Let’s be clear – conservatives want an end to the disastrous and dangerous administration of Barack Obama, but we could use a little help from the presumptive Republican presidential nominee and his staff.
In the aftermath of former Massachusetts Governor Mitt Romney’s defeat of the more conservative candidates in the Republican primaries, grassroots conservatives and Tea Partiers took a little time to lick their wounds – which were many, given Romney’s carpet bombing tactics in the campaign – and mostly concluded that they were at least willing to listen to Romney’s pitch.
Plus, everyone understands that conservatives are going to be engaged in this election, especially given President Obama’s destructive deficit spending and his continued assaults on the Constitution and the rule of law.
However, the question is, will conservatives be engaged on behalf of the Republican presidential candidate or conservative candidates for the Senate, House, and state and local offices – or all of the above?
Governor Romney got conservatives looking his way with a strong speech on faith and family at Liberty University and his prompt condemnation of Barack Obama’s support for same sex marriage.
But these were set pieces from the campaign, and although apparently sincere, not particularly indicative of the candidate’s inner self and habits of mind.
When Romney, and especially advisors such as Eric Fehrnstrom and Andrea Saul have to think on their feet, what comes forth are not responses or answers based on a sound understanding of conservative philosophy or the consensus views of conservative leaders, but the inept attempts to pander or have it both ways so typical of establishment Republicans.
As The Wall Street Journal observed in a recent editorial, “Appearing on MSNBC, close Romney adviser Eric Fehrnstrom was asked by host Chuck Todd if Mr. Romney "agrees with the president" and "believes that you shouldn't call the tax penalty a tax, you should call it a penalty or a fee or a fine?"
"That's correct," Mr. Fehrnstrom replied, before attempting some hapless spin suggesting that Mr. Obama must be "held accountable" for his own "contradictory" statements on whether it is a penalty or tax. Predictably, the Obama campaign and the media blew past Mr. Fehrnstrom's point, jumped on the tax-policy concession, and declared the health-care tax debate closed.”
“For conservative optimists who think Mr. Fehrnstrom misspoke or is merely dense, his tax absolution gift to Mr. Obama was confirmed by campaign spokeswoman Andrea Saul, who tried the same lame jujitsu spin,” as The Wall Street Journal so correctly termed it.
Neither Fehrnstrom nor Saul, who worked for moderate Republican Senator Orin Hatch before joining the Romney campaign, have any background in conservative policy or politics – they are typical establishment Republican political operatives, so their floundering when faced with a clear yes or no conservative policy call comes, unfortunately, as no surprise.

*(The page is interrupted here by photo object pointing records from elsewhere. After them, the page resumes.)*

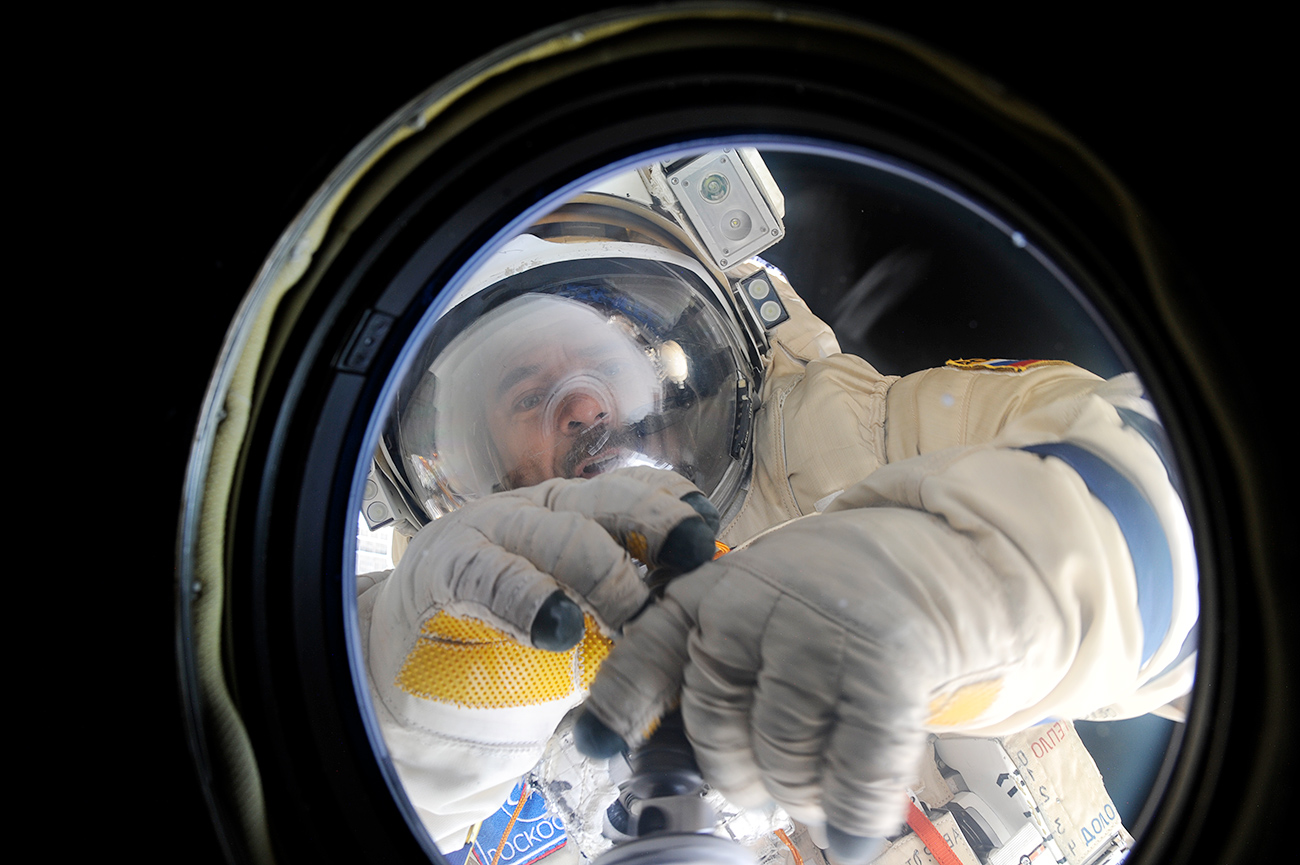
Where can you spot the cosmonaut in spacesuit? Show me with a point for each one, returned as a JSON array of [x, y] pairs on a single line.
[[966, 549]]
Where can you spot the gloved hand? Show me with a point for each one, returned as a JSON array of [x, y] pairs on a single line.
[[525, 559], [810, 664]]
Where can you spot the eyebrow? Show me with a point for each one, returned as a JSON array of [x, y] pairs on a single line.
[[515, 376], [520, 373]]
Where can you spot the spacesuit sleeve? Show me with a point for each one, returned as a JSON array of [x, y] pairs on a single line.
[[1056, 478]]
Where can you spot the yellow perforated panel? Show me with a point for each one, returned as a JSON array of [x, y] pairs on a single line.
[[473, 665], [592, 652], [637, 546], [965, 704]]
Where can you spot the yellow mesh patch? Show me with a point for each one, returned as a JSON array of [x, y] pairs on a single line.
[[637, 545], [592, 652], [1001, 364], [473, 665], [965, 704]]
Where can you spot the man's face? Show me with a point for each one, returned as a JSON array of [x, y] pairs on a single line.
[[563, 409]]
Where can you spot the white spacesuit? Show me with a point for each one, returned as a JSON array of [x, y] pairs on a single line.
[[966, 549]]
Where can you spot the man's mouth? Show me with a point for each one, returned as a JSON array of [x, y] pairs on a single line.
[[594, 452], [602, 462]]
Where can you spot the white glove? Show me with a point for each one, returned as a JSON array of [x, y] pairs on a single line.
[[520, 559], [525, 562], [810, 664]]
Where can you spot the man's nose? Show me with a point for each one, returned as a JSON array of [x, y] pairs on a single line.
[[580, 411]]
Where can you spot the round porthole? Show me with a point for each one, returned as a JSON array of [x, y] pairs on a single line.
[[919, 212]]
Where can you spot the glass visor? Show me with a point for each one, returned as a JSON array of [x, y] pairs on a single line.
[[573, 370]]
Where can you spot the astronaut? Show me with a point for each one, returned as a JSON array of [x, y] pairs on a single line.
[[637, 472]]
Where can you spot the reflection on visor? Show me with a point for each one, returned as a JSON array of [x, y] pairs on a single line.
[[573, 379]]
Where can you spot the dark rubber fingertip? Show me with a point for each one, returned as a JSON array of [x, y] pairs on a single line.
[[558, 625], [688, 546], [852, 850], [594, 739], [705, 509]]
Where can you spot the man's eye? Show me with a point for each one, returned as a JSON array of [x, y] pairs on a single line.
[[528, 402]]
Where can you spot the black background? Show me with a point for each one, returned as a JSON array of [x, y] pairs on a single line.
[[221, 129]]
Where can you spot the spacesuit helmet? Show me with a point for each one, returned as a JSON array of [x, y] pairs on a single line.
[[607, 334]]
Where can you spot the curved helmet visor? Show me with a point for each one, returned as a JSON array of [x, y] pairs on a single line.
[[572, 370]]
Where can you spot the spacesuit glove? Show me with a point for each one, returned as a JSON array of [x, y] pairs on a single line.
[[528, 561], [809, 665]]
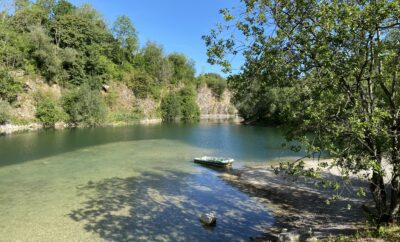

Republicans have won seven of the past 11 presidential elections running on a conservative platform. Everyone understands that, while Romney may conduct himself personally in a conservative way -- he’s a businessman, not a movement conservative. But he can still run and govern as a conservative, which is what he must do to win.
Until Governor Romney and his team learn the language of conservatism, the result of the November election is in doubt. If Governor Romney truly wants to win in November, he needs to bring people with a real background in the conservative movement into his campaign, not as window dressing or low level staff, but as an organic part of his policy making and messaging.